Mr Nwajiuba said this during an interview at the Nigerian Annual Education Conference in Abuja on Tuesday.
The conference was themed “Building an Effective, Resilient and Sustainable Education System for Nigeria during and Post COVID-19 Pandemic: The Way Forward.”
The minister claimed that the government has met all but one of ASUU’s five demands.
“I wouldn’t want to speak about ASUU anymore. I’ve said repeatedly that government has met all ASUU’s demands. The one outstanding demand is that ASUU insists on having their own Transparency and Accountability Solution (UTAS) instead of being subject to the government’s Integrated Payroll and Personnel Information System (IPPIS),” he said.
According to him, the federal government’s IPPIS payment platform is not designed to be punitive to anybody.

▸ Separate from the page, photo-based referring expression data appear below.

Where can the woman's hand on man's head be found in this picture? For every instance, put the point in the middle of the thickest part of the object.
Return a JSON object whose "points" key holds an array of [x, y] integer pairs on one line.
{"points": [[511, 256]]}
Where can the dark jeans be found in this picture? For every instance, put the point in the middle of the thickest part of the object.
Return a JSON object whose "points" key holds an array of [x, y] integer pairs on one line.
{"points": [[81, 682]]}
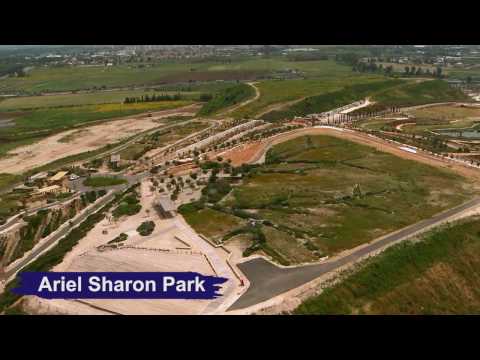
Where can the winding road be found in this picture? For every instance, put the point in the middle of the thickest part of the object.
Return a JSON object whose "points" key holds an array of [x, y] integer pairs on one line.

It is a holistic system, if you have a superior one, then we can migrate to it when it is proven to be superior, he said.
He said it the responsibility of the National Information Technology Development Agency (NITDA) to evaluate ASUU’s UTAS platform, something NITDA is currently doing.

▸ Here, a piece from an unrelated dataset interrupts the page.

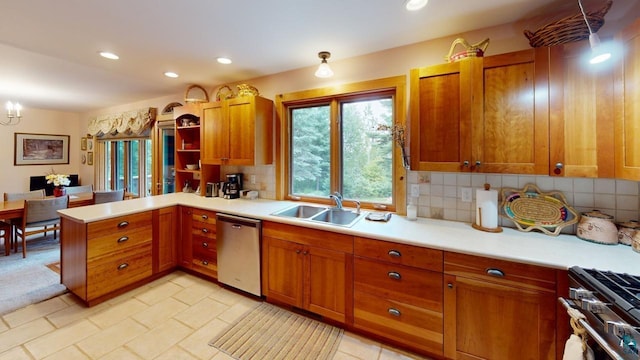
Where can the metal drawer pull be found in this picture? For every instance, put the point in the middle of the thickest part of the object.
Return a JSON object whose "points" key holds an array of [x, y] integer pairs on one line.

On Earned Academic Allowances, Mr Nwajiuba said the government is in agreement with ASUU and is “not worried about earned allowances.”

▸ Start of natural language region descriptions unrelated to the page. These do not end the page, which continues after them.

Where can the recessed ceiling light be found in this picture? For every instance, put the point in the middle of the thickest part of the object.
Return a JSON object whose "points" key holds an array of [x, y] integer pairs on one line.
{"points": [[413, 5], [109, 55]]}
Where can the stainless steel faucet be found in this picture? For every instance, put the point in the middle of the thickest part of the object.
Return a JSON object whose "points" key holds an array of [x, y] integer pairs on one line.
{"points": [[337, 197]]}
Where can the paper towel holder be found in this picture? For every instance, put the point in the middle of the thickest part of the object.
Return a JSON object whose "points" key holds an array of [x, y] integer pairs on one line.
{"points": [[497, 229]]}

“Schools have to be in session to know who is earning what. Government has made provision for that and we don’t think it is a one-off thing because you keep earning. You don’t need to be at home on strike in order to get something done for you, they may be right in the demands, this government has consistently done the things they said they would do so the issue of saying previous governments agreed and therefore, you cannot do that we are not previous governments,” he said.
The minister then said ASUU had to take responsibility for keeping millions of university students out of school.
*“They’ve been at home for the past eight months. Nigerian students are not on strike, the Ministry of Education is not on strike, the federal government is not on strike. So I mean who is on strike?” he said.